Las imágenes que conserva el alma pueden definirse como fotografías, momentos detenidos en el tiempo con la estabilidad viva de un gesto o de una estrella tristemente histórica, en todos los casos con la compañía de una intensa evocación. Y cuando llegan el sufrimiento, la alegría o la nostalgia nos preguntamos por qué nos está pasando “eso”, y el por qué de la visión que se nos ha presentado sorpresivamente.
Beatriz Chiabrera de Marchisone sabe que la verdad cabalmente comunicada necesita de la vivencia profunda de cada autor y teniendo en cuenta esa pauta transmite la suya. Predispone a la amplitud de temas y enfoques al dividir la obra en las secciones “Fotografías de desolación”, “Fotografías de gozo” y “Fotografías del bicentenario de la Patria”, las que puebla de poesía y prosa. Los premios obtenidos, incluyéndose en estos los más recientes de los concursos organizados por Familia Trentina y ERA (Escritores Rafaelinos Agrupados) son un testimonio de su dedicación y vocación literaria.

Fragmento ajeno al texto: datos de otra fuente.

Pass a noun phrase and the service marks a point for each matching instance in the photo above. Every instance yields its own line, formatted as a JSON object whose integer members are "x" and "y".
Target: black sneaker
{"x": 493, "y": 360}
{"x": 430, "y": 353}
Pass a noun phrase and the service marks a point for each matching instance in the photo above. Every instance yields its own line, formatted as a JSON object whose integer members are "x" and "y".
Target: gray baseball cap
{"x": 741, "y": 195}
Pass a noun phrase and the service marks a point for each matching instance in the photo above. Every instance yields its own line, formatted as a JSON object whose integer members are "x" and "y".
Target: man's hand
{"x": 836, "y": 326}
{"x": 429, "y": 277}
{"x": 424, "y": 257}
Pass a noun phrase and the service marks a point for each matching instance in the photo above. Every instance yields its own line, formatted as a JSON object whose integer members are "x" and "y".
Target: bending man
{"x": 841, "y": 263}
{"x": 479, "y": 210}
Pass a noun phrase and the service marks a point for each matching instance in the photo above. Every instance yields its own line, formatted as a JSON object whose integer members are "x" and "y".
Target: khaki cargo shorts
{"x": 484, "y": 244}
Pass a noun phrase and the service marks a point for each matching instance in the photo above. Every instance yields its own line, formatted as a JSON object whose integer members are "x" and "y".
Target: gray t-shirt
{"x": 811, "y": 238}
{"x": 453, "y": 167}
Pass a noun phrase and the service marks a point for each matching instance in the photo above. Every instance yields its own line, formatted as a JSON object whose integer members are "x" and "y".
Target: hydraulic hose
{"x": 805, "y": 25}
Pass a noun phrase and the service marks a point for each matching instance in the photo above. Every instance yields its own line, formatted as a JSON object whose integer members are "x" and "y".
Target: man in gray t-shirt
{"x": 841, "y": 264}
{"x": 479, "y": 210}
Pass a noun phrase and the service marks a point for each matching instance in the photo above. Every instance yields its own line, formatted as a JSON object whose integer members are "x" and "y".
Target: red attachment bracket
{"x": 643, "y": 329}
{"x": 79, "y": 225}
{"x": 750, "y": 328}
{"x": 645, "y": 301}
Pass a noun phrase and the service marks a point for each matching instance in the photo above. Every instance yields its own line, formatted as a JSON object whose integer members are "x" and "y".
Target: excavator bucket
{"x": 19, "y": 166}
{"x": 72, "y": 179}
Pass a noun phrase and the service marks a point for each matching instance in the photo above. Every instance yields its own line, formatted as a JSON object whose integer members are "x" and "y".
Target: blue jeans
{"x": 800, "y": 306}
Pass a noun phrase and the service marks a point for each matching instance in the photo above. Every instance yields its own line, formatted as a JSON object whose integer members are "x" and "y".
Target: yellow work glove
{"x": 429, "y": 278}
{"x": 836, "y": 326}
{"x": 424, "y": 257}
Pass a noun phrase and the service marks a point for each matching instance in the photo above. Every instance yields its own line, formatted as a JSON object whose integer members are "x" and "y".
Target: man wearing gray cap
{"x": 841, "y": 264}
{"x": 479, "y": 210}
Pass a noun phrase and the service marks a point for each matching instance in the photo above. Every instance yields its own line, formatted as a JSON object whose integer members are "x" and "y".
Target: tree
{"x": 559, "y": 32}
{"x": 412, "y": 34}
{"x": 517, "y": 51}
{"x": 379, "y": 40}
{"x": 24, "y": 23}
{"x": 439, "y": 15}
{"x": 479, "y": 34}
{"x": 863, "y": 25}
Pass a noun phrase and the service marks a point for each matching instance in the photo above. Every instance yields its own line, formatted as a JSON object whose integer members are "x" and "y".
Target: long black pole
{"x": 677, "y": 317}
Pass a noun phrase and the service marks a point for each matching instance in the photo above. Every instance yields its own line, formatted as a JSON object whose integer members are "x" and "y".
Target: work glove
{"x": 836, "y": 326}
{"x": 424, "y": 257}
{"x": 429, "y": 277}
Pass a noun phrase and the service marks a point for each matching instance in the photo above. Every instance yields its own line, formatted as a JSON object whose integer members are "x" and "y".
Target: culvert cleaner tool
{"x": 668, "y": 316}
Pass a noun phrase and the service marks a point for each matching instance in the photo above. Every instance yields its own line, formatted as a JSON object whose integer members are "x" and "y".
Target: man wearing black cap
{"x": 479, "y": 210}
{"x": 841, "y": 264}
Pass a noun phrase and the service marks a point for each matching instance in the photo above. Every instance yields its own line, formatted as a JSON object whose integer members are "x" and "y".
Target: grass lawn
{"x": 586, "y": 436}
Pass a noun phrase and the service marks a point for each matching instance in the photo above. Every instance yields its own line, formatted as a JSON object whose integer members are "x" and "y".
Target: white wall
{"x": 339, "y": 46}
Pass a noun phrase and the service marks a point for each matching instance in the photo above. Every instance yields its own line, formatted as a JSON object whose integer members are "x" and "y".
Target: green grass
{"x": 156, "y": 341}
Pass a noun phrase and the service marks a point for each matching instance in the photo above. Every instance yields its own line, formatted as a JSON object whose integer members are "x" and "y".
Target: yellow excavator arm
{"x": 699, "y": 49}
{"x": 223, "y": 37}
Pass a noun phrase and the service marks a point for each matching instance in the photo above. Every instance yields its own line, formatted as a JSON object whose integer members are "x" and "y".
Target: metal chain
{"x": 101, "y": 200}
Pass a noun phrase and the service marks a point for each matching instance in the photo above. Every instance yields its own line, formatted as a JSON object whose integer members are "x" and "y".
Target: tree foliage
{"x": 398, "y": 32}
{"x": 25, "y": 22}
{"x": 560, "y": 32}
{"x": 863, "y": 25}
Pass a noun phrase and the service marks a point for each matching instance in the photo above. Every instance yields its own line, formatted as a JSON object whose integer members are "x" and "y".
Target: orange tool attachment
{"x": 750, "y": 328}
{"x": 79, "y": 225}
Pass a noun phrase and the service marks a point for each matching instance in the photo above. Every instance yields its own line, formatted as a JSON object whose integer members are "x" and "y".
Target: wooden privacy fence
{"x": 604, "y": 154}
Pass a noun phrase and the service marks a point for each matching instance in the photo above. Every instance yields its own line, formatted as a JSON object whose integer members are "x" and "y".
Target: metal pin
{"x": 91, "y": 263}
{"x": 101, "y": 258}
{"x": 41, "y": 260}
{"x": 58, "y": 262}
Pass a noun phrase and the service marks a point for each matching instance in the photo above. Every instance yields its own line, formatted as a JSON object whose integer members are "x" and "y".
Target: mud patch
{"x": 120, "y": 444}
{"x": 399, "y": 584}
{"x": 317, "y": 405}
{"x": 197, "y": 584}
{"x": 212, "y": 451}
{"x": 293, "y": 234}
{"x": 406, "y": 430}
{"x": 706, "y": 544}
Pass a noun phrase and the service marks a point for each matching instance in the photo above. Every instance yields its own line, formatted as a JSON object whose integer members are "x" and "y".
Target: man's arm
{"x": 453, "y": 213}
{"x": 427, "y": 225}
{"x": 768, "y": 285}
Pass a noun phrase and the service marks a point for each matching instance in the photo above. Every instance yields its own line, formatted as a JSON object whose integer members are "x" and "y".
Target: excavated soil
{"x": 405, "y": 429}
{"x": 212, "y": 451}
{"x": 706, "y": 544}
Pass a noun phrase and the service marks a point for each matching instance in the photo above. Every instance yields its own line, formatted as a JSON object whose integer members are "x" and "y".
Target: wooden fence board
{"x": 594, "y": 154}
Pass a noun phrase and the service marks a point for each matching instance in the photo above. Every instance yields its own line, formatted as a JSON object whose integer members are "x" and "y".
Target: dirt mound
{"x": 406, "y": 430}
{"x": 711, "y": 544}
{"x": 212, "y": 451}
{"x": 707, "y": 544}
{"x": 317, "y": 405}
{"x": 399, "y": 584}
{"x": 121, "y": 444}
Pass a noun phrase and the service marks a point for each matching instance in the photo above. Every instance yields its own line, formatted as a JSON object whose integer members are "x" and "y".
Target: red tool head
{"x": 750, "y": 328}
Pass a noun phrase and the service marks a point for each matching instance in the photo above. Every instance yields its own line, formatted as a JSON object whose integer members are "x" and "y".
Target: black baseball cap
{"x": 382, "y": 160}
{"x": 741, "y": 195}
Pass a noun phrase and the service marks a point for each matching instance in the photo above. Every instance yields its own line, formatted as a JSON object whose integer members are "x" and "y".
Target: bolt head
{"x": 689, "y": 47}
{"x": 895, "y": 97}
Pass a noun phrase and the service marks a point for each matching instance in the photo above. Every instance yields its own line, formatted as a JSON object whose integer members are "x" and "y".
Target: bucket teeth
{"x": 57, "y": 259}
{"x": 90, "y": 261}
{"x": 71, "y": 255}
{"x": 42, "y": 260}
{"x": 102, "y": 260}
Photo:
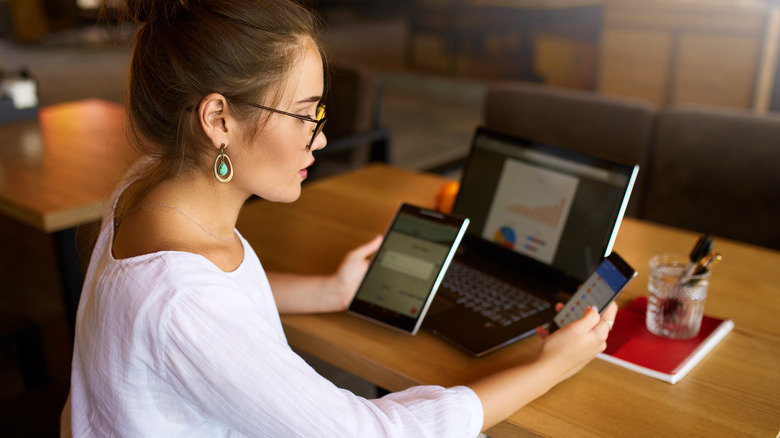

La autora es un ser fundamentalmente sensible. Como tal y como escritora deja que fluyan los dos aspectos, permitiendo que sus sensaciones sean expresadas con la frescura de lo espontáneo, mediante un correcto y sugerente tratamiento de la palabra. Quienes ingresen a este libro encontrarán emoción y pensamiento en armonía, habitados por el amor a la vida y a la belleza.